RESEARCHERS have predicted the Scottish Government will spend half of its day-to-day budget on health by 2021 or earlier.
A report by economists at the Fraser of Allander Institute said based on the current plans of the Scottish and UK governments, health spending will take up 50% of the Scottish Government’s resource budget by the end of the current parliament.
The analysis by the independent economic research unit based at Strathclyde University found any further increases in health spending to meet projected growth in demand are forecast to lead to an even tighter squeeze elsewhere.
Researchers said this indicates an urgent debate is needed on the future priorities of Scotland’s tax and spending, and the government will need to consider a wider range of revenue-raising options in future beyond tweaking income tax or look at further public-sector cuts.
The report shows the outlook for the Scottish budget has improved thanks to the Barnett formula consequentials announced at last month’s UK budget.

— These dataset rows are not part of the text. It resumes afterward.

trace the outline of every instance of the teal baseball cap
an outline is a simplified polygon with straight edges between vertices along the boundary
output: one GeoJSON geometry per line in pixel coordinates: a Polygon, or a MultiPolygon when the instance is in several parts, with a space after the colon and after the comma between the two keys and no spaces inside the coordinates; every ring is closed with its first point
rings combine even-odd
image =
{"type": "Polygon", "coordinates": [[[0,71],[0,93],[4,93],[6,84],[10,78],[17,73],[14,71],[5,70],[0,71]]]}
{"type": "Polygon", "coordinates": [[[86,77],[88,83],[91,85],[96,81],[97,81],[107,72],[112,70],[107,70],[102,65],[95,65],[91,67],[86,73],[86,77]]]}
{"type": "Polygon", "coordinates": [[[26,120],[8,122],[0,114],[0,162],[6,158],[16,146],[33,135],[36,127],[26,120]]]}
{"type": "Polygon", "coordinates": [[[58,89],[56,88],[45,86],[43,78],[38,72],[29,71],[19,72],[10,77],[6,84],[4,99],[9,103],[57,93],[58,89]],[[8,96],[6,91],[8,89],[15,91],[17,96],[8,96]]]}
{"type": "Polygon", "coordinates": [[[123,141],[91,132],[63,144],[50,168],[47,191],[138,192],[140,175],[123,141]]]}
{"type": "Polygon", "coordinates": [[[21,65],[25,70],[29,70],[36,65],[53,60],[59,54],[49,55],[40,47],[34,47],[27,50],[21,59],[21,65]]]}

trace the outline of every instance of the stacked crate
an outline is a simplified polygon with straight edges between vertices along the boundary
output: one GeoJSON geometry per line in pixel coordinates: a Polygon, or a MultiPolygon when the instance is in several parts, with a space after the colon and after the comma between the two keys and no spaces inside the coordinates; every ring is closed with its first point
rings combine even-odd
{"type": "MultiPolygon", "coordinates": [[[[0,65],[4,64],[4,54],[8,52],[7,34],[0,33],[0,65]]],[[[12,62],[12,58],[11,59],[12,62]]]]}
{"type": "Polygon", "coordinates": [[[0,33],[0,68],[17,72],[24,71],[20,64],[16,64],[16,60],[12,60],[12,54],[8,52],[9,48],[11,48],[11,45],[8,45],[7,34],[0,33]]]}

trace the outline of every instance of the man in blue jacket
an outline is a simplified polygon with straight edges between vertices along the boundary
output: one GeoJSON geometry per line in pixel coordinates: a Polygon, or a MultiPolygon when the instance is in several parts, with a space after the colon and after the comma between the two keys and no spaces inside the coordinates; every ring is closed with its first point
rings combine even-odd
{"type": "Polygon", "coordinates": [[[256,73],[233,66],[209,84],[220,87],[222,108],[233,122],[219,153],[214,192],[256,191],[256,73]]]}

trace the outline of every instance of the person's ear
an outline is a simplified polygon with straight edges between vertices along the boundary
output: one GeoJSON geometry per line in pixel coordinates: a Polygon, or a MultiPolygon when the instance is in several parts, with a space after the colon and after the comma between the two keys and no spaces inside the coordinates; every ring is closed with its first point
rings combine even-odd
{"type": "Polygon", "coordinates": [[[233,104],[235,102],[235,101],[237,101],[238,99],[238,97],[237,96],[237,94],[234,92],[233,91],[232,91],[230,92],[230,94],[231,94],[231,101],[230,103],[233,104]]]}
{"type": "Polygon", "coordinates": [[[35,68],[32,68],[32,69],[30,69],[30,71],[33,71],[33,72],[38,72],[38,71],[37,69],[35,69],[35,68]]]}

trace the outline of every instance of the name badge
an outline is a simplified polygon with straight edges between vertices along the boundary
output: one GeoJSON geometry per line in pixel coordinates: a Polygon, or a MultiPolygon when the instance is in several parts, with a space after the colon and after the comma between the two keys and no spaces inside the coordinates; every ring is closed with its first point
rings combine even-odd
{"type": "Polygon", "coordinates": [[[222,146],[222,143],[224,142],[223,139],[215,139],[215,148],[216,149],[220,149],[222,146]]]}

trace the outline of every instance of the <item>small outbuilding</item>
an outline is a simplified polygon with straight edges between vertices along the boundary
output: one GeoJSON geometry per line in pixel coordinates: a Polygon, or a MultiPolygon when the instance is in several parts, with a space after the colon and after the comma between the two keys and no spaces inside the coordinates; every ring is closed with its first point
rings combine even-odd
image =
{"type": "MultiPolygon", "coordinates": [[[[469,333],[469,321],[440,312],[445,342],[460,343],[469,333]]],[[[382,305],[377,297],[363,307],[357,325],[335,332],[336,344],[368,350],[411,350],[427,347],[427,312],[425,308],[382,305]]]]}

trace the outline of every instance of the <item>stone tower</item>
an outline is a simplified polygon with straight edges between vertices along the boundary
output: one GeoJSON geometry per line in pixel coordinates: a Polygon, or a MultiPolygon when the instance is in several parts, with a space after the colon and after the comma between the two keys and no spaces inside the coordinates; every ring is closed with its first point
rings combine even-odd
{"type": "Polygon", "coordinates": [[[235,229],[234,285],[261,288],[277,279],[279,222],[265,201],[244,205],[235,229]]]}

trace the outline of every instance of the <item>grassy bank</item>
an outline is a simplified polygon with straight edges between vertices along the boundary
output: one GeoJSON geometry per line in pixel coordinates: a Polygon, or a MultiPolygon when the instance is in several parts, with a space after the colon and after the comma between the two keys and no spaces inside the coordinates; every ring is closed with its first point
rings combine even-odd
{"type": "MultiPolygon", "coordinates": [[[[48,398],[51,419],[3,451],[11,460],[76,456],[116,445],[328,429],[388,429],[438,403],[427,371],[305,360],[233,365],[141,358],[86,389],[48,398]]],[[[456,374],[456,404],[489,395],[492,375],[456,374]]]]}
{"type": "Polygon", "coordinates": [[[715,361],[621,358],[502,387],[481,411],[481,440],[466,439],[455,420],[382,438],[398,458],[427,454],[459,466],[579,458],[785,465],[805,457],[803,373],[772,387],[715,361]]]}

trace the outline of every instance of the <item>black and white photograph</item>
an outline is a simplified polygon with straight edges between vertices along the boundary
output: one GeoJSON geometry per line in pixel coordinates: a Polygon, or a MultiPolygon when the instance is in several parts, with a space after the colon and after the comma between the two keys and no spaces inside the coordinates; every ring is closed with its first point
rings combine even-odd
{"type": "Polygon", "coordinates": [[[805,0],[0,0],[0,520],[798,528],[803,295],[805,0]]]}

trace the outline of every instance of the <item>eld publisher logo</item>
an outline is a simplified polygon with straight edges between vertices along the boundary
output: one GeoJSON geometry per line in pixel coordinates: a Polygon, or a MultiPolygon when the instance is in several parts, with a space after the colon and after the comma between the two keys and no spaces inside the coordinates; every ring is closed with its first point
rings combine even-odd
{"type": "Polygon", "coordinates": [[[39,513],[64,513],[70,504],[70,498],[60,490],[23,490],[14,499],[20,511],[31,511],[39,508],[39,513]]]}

Researchers believe some of this increase is likely to be offset by the Scottish Fiscal Commission’s weak income tax forecasts and indicate many portfolios still face tough financial choices.
They warn “austerity isn’t over” for much of the public sector in Scotland.
The report predicts the overall size of the Scottish budget in 2019/20 is unlikely to differ markedly to the previous year.
In the near future, despite a 3% rise between the current financial year and 2021, the budget will be around 7% per capita lower at the end of the current parliamentary term than in 2010, researchers believe.
Institute director Professor Graeme Roy said: “Whilst the outlook for public spending in Scotland next year has improved compared to what Finance Secretary Derek Mackay will have been planning for this time last year, for many parts of the public sector austerity will be far from over.
“Public spending since 2010 has been focused on core areas of health, education and social care.
“This pattern is set to continue and whilst the outlook for unprotected areas has improved, further cuts cannot be avoided.”
David Eiser, the report’s lead author, said the finance secretary is likely to come under pressure to at least partly close the income-tax gap with the rest of the UK but this would cost around £280 million.
He said “bolder ideas” to raise revenue may need to be considered in the longer term and given the parliamentary arithmetic, with the SNP historically relying on the Greens to pass their budget, this year could see steps to “genuine reform of local taxation”.
“Austerity may be ending, but the Scottish Government will still face challenging decisions on revenue raising and the distribution of expenditure,” he added.
The report follows a warning from Holyrood’s Finance and Constitution Committee that Scotland’s ageing population could put a strain on future budgets.
Highlighting that Scotland’s population is forecast to age faster than the rest of the UK and this rate is expected to accelerate from 2021 onwards, the committee’s pre-budget scrutiny report questions if the Scottish Government has enough policy levers to handle this risk and whether the fiscal framework, which sets out how Scotland is funded, sufficiently recognises this demographic difference.